La Presse Anarchiste

Atrocités nazies

Les jour­naux sont actuel­le­ment rem­plis des récits des atro­ci­tés com­mises dans les camps de repré­sailles nazis.

Nous n’ou­blions pas la bar­ba­rie cruelle entre toutes qui condam­nait toute une col­lec­ti­vi­té à l’ex­ter­mi­na­tion pour le simple fait qu’elle était d’o­ri­gine juive. Cet anti­sé­mi­tisme exa­cer­bé n’é­par­gnait pas plus les enfants que les femmes ou les vieillards. Et nous n’a­vons pas atten­du cette guerre pour le combattre.

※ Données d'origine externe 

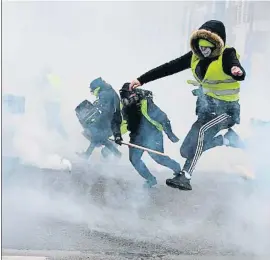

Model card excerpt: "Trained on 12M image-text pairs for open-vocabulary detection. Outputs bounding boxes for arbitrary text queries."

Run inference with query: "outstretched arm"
[130,51,192,88]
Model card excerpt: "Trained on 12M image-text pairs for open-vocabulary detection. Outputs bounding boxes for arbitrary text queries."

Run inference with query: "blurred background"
[2,1,270,258]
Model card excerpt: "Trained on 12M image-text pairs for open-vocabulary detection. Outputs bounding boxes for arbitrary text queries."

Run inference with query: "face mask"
[199,46,212,58]
[120,92,139,106]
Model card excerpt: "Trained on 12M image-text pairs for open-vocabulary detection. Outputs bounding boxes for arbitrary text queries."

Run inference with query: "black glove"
[167,133,179,143]
[114,134,123,145]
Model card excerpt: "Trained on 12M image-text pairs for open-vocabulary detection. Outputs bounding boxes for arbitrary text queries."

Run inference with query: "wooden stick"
[109,139,168,156]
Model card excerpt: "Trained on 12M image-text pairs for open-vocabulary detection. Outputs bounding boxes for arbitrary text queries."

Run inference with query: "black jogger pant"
[180,113,235,175]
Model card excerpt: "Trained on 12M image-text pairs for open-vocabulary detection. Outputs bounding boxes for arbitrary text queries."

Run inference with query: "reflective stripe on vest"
[202,79,237,85]
[202,88,240,96]
[141,99,163,131]
[188,46,240,101]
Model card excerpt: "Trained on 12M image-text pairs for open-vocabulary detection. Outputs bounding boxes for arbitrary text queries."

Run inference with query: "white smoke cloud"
[2,2,270,254]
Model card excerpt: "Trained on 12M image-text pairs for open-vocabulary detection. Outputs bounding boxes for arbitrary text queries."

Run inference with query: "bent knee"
[180,145,194,159]
[129,154,141,165]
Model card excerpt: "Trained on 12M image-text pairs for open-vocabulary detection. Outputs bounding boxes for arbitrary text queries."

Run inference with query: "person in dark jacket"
[115,83,181,187]
[75,78,122,159]
[130,20,246,190]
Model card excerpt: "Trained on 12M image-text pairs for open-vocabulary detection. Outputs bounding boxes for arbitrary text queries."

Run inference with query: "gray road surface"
[2,156,270,259]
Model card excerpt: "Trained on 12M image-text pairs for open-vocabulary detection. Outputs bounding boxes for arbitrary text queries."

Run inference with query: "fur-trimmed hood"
[190,20,226,59]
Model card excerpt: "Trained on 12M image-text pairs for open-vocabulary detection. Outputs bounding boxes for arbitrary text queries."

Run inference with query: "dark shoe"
[166,172,192,190]
[143,177,157,188]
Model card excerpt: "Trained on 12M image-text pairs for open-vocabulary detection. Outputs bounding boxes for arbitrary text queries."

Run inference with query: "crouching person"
[75,78,122,159]
[115,83,181,187]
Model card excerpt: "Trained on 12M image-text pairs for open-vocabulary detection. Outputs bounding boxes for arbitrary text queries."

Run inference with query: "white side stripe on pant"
[188,114,230,174]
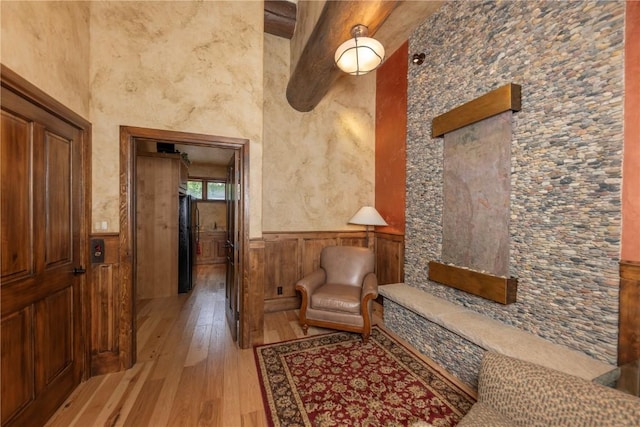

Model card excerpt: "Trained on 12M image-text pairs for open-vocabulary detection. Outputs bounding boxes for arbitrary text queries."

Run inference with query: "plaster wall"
[90,1,264,237]
[263,34,376,232]
[375,42,409,234]
[405,1,625,364]
[0,1,90,119]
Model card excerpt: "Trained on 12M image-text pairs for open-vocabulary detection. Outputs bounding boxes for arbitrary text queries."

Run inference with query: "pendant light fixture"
[335,24,384,76]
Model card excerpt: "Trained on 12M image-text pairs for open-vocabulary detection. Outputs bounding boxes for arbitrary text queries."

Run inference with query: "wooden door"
[0,80,86,426]
[225,153,240,341]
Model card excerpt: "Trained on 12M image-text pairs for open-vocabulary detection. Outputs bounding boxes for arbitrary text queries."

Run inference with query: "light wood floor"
[47,266,326,427]
[47,266,475,427]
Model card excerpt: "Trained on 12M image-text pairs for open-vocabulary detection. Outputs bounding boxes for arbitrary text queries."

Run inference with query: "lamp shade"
[349,206,389,225]
[334,25,384,76]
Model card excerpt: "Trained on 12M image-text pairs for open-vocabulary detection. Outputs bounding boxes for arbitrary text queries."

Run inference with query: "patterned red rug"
[255,327,475,427]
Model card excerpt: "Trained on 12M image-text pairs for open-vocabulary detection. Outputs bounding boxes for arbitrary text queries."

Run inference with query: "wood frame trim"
[119,126,250,368]
[618,260,640,365]
[429,261,518,304]
[431,83,522,138]
[0,64,92,380]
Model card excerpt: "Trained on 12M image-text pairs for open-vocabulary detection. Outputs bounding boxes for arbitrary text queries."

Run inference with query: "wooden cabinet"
[196,231,227,264]
[136,153,186,299]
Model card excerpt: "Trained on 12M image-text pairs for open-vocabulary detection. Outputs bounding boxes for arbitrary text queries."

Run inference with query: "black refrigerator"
[178,195,197,293]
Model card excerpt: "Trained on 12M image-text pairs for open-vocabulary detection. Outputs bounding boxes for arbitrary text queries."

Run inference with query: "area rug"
[255,327,475,427]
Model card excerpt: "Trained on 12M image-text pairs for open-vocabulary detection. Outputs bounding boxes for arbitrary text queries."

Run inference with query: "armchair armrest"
[360,273,378,302]
[296,268,327,296]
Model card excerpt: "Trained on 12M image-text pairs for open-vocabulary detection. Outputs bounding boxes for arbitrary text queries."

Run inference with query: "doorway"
[0,66,91,426]
[120,126,249,367]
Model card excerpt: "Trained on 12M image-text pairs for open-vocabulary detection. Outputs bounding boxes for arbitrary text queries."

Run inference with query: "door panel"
[0,307,35,424]
[35,285,73,387]
[0,86,83,426]
[225,152,240,341]
[0,111,33,280]
[44,131,73,267]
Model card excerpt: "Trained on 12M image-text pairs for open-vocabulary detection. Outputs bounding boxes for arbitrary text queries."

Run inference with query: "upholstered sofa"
[458,352,640,427]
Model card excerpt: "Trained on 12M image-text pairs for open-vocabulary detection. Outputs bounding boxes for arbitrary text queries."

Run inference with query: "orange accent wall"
[620,1,640,261]
[375,42,409,234]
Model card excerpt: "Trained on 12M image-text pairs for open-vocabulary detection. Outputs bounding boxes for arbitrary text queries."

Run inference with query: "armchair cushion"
[311,283,362,314]
[320,246,375,288]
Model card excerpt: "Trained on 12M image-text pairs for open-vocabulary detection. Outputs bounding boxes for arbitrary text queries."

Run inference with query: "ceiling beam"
[264,0,297,40]
[287,0,399,112]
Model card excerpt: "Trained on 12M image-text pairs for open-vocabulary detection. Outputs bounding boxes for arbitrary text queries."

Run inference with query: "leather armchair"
[296,246,378,341]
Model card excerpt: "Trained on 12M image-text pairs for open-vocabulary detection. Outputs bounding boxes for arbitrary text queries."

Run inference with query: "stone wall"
[404,1,625,363]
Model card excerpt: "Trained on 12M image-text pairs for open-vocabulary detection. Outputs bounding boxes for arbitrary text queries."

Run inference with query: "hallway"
[47,265,324,427]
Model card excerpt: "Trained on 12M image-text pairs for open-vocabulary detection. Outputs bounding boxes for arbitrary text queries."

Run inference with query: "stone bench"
[379,283,619,385]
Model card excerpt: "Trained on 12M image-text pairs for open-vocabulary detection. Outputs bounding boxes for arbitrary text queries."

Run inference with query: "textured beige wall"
[90,1,264,237]
[263,34,376,231]
[0,1,89,118]
[290,0,328,73]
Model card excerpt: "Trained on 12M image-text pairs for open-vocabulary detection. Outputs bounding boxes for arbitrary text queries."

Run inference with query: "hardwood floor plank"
[47,265,464,427]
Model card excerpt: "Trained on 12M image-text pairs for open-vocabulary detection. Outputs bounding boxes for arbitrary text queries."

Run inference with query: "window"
[187,179,226,200]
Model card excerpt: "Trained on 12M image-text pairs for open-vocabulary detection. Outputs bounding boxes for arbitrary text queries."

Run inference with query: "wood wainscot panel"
[89,233,124,375]
[618,260,640,365]
[429,261,518,304]
[243,240,265,346]
[375,233,404,285]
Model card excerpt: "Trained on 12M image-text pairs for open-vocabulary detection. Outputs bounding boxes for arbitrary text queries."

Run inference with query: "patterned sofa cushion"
[459,352,640,427]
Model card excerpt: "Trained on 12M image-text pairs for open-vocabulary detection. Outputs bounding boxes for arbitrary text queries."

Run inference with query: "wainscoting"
[88,231,404,375]
[88,234,126,376]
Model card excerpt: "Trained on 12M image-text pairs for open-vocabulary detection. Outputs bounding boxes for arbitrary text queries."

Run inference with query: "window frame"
[187,176,227,203]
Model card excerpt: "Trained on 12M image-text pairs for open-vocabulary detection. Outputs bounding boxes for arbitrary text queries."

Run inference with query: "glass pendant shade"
[334,25,384,76]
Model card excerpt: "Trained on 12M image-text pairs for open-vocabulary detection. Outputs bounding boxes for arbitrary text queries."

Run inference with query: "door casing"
[119,126,251,368]
[0,64,91,424]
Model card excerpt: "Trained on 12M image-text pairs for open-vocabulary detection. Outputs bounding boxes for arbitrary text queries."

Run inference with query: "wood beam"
[264,0,298,40]
[287,0,400,112]
[429,261,518,304]
[431,83,521,138]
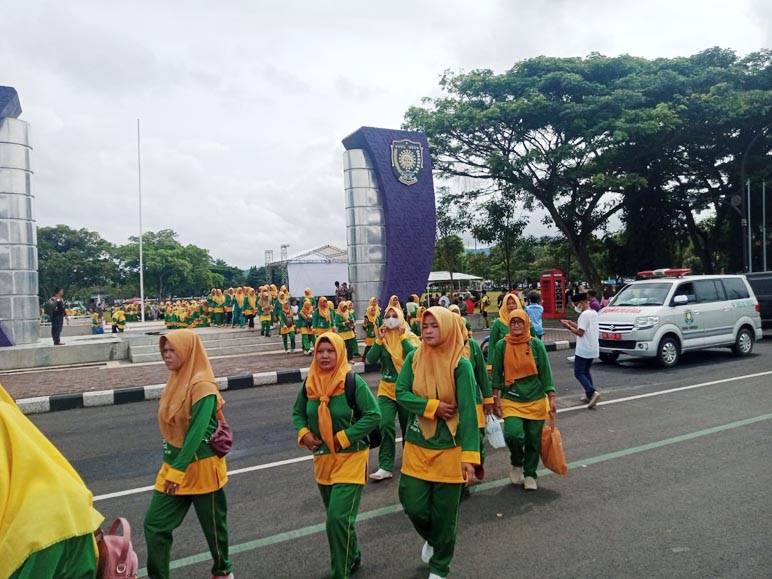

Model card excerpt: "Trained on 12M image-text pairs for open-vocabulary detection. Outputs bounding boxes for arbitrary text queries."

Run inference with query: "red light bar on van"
[637,269,692,277]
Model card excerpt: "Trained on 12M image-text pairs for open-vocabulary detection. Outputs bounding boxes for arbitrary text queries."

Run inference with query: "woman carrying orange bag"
[493,310,556,491]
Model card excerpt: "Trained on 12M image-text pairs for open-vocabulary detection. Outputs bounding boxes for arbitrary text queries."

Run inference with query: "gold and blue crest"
[391,139,424,185]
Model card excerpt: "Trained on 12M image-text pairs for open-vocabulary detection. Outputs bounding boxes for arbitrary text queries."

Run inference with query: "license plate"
[600,332,622,340]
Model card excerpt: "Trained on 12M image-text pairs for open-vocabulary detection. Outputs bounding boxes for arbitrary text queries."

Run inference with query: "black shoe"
[349,553,362,575]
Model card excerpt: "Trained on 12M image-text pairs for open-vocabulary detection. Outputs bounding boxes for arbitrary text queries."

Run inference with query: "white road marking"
[94,370,772,502]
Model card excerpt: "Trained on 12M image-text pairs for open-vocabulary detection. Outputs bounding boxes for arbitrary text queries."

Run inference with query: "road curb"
[16,362,381,414]
[16,340,576,414]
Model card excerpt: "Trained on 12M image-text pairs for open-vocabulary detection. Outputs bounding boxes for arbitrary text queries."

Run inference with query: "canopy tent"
[429,271,482,283]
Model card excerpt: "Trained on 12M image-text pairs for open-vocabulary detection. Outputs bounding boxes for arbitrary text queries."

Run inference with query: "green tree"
[38,225,117,301]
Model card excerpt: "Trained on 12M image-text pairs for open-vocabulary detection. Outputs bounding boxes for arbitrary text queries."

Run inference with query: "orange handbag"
[541,414,568,476]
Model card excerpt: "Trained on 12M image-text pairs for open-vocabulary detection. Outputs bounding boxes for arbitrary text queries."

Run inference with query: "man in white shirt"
[560,293,600,409]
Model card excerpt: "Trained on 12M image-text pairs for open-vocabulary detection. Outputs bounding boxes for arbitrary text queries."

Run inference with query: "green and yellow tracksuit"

Nous autres liber­taires, qui sommes les éter­nelles vic­times de l’op­pres­sion, ne pour­rions que nous féli­ci­ter si la cam­pagne orches­trée avait pour but de châ­tier des cou­pables, mais il semble bien plu­tôt que l’on cherche à semer la haine entre les peuples comme si l’on redou­tait qu’il puisse s’é­ta­blir une paix durable. Car enfin, ce n’est pas la pre­mière fois que l’on parle d’a­tro­ci­tés en temps de guerre (et il y a tout un numé­ro spé­cial du « Cra­pouillot » qui montre que les armées bal­ka­niques y avaient atteint une rare maî­trise), mais c’est la pre­mière fois que l’on cherche à rendre tout un peuple res­pon­sable du sys­tème oppres­sif dont il est lui-même la pre­mière victime.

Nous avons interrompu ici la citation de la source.